Duty calls
- Written by The Conversation
One of the least surprising bits of news this week was the revelation that the United States will be “rotating” B-1 bombers through Australia after all. For anyone who has taken even the most cursory interest in the history of the alliance between Australia and the US, the only novelty was the way we found out about it.
When US Defence Department Assistant Secretary for Asian and Pacific Security Affairs David Shear suggested that the US planned to place B-1 bombers in Australia as part of its general “rebalance” to the Asia Pacific he thoroughly embarrassed his potential hosts.
Both US and Australian officials were quick to claim that Shear “mis-spoke” and there were no such plans. But it was difficult to imagine that such a senior figure didn’t really know what he was talking about. As we now know, though, he did.
It is testimony to how little Australian perspectives and interests actually impinge on the American consciousness, however, that so little thought was given to how this might play out here.

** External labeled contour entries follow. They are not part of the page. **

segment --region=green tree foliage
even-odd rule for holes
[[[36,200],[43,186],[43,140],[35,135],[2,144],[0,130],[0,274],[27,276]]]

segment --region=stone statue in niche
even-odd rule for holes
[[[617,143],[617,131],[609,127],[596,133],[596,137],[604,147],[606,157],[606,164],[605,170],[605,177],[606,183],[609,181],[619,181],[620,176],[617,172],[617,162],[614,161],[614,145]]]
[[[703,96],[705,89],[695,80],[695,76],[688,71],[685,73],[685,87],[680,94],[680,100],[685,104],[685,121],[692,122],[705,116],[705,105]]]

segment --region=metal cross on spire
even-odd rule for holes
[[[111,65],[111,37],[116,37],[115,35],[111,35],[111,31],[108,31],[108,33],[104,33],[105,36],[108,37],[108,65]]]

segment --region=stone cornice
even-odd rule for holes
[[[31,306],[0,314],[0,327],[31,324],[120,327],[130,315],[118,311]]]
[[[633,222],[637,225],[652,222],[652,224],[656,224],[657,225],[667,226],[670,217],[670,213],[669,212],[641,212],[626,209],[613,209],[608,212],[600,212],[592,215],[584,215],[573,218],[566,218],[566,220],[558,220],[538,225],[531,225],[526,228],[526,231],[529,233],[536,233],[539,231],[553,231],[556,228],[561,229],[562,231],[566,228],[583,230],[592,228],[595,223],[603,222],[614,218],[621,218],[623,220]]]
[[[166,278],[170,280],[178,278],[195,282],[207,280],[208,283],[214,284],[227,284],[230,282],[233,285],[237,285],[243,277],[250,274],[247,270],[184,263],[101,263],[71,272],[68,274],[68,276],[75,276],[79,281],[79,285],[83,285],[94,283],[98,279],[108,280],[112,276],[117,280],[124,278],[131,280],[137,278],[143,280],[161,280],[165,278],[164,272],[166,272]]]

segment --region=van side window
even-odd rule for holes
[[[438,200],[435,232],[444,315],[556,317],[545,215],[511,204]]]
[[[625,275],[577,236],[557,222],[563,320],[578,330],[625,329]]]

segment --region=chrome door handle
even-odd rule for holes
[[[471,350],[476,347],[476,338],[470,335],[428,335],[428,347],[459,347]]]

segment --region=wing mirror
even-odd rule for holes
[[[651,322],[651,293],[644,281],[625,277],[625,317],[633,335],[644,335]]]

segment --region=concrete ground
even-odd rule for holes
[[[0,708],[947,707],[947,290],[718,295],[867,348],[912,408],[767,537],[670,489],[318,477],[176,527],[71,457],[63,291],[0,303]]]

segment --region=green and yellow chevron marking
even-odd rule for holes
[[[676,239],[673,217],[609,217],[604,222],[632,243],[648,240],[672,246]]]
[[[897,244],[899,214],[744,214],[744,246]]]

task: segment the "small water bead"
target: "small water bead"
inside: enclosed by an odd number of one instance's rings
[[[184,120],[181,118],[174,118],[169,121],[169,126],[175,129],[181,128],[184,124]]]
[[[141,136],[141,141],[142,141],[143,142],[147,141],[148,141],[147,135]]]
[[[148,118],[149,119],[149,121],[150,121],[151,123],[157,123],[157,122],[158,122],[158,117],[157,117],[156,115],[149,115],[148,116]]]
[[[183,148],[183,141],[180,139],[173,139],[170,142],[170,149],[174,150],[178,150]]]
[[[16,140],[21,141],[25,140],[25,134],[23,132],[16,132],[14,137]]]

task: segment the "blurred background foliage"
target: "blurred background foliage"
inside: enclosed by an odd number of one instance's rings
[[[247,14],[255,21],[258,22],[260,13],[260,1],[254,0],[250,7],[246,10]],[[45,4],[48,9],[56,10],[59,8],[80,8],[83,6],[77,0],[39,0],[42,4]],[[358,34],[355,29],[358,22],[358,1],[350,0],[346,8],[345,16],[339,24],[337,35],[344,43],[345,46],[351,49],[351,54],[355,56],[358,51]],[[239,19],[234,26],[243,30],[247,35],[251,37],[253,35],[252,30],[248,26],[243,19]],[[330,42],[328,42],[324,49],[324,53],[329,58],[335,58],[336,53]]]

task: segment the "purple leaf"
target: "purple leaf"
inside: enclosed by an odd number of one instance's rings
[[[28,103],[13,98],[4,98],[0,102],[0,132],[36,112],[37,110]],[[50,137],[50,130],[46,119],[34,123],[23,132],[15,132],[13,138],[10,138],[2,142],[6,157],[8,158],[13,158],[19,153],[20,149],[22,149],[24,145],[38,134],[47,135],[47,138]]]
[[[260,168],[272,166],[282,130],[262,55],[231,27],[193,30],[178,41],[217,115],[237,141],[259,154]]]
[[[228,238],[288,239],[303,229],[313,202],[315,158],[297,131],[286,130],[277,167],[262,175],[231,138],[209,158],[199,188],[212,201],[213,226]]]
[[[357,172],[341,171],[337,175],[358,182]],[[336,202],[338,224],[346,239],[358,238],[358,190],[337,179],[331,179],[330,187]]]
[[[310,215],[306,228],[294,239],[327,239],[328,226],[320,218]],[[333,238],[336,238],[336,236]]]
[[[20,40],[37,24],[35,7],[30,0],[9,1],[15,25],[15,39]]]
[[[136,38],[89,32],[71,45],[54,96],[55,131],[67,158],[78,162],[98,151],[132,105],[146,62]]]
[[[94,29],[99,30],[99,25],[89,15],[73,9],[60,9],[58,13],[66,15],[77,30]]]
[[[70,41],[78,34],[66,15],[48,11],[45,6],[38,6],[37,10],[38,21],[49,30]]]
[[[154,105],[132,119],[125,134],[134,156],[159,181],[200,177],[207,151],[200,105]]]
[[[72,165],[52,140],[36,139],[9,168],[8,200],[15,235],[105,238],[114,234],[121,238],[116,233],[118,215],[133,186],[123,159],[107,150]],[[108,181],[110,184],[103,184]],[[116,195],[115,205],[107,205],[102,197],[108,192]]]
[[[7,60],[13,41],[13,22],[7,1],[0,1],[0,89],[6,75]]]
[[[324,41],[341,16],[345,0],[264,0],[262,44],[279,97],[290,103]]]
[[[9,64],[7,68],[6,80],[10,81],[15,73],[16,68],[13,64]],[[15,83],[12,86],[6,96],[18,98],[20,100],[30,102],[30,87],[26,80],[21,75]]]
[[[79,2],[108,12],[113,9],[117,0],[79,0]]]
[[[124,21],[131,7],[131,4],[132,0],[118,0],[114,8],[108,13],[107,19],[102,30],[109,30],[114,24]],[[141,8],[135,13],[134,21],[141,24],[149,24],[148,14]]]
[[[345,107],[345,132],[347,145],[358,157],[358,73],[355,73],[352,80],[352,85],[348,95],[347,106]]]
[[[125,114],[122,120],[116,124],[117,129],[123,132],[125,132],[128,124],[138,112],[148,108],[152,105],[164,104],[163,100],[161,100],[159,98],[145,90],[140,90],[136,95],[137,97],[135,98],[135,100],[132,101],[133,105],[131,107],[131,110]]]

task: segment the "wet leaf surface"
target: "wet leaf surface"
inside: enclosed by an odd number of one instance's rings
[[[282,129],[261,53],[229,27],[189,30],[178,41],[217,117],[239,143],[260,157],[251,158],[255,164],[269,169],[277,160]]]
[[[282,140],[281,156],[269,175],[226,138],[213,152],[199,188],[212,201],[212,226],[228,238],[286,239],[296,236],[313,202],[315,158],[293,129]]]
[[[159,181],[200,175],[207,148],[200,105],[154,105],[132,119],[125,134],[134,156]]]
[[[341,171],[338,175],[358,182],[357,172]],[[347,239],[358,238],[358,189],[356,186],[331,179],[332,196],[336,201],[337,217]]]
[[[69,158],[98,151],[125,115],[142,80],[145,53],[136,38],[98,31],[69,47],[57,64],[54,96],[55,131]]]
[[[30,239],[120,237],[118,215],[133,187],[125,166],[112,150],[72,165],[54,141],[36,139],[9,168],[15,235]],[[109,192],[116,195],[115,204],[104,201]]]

It’s worth asking why the Abbott government would be so apparently mortified by this turn of events. After all, Tony Abbott has been at pains to assure Barack Obama that Australia is an “utterly dependable ally”. Given the prominent role successive Australian governments have played in supporting the US in one conflict or another, the American president probably needed little convincing of this.
Yet for all Australia’s unquestioning loyalty, Shear’s actions remind us that even amongst the closest of friends, national interests prevail and domestic audiences are paramount. Shear might be forgiven for forgetting that it’s good form to let the junior alliance partner announce a change in its strategic status. When seen from inside the Beltway, however, it is only Washington’s view of the world that counts.
That Australia should be regarded as a useful, rather taken-for-granted partner should not surprise us. International relations was ever thus: subordinate allies are necessarily less influential than their ostensible guardians. What is more surprising, perhaps, is that so much effort is normally given to talking up the degree to which Australia’s views are taken into account.
Yet mis-speaking is also the order of the day when it comes to describing the status of American personnel and assets on Australian soil. For alliance supporters, such as The Australian’s Greg Sheridan, the endlessly repeated mantra is that the US does not have bases in Australia; its troops and hardware are simply passing through or “rotating”, to use the preferred euphemism. Whether such semantic niceties cut much ice in Beijing is a moot point.
Influence and a privileged access to intelligence are often portrayed as prized benefits of the relationship which other less-favoured and fortunate states regard with envy. They also justify getting the Chinese offside. Perhaps so, although it is necessarily difficult to gauge the value of intelligence that is by definition restricted and secret. What we can say is that participation in intelligence-gathering activities can be embarrassing when discovered, as the recent contretemps with Indonesia reminds us.
It is also clear that the costs of the alliance for Australia have been considerable, not least in human lives. In addition, however, there is the ever-escalating financial cost of “doing our bit” and actually demonstrating our dependability as an ally. In addition to new fleets of submarines and surface ships, Australia is about to buy over 70 F35 Joint Strike Fighters from the US for upwards – probably a long way upward – of $25 billion.
It is difficult to imagine the precise circumstances in which all this new hardware – assuming it actually works – will ever be employed. It is especially hard to see it being used in the actual defence of Australia: as everyone agrees, this is the remotest of possibilities. It may be used in some far-flung part of the world in support of some American war or other, but is that quite how we want to spend scarce taxpayer dollars in these fiscally challenged times?
It is now widely recognised that a close strategic relationship with the US makes relations with China problematic. China, as everyone knows, is still our most important trade partner, the calamitous and entirely predictable decline in resource prices notwithstanding. China’s economic importance may not be sufficient reason to abandon close strategic ties with the US, but it does – or ought to – give pause for thought about the possible collateral damage inflicted by the alliance.
The big question for the US and its utterly dependable allies is what they would do if the US and China came to blows over the latter’s expansionary territorial ambitions in the South China Sea. This is no longer an inconceivable prospect, despite the fact that neither side wants or could benefit from such a conflict. Yet given the amount of political and strategic capital the US is investing in the region in an effort to dispel doubts about its possible decline and willingness to defend its allies, it is difficult to see how it can gracefully withdraw from an increasingly fraught standoff.
In such a scenario, Australia would almost certainly feel compelled to support the US as it always has, despite the fact that such a conflict looks unwinnable in any meaningful sense. It hardly needs to be added that it wouldn’t do much for Sino-Australian ties either. Let’s hope the US at least tells Australia what our duty is before things turn ugly – even if our collective response is all too predictable.
An earlier version of this article was published on Australian Outlook.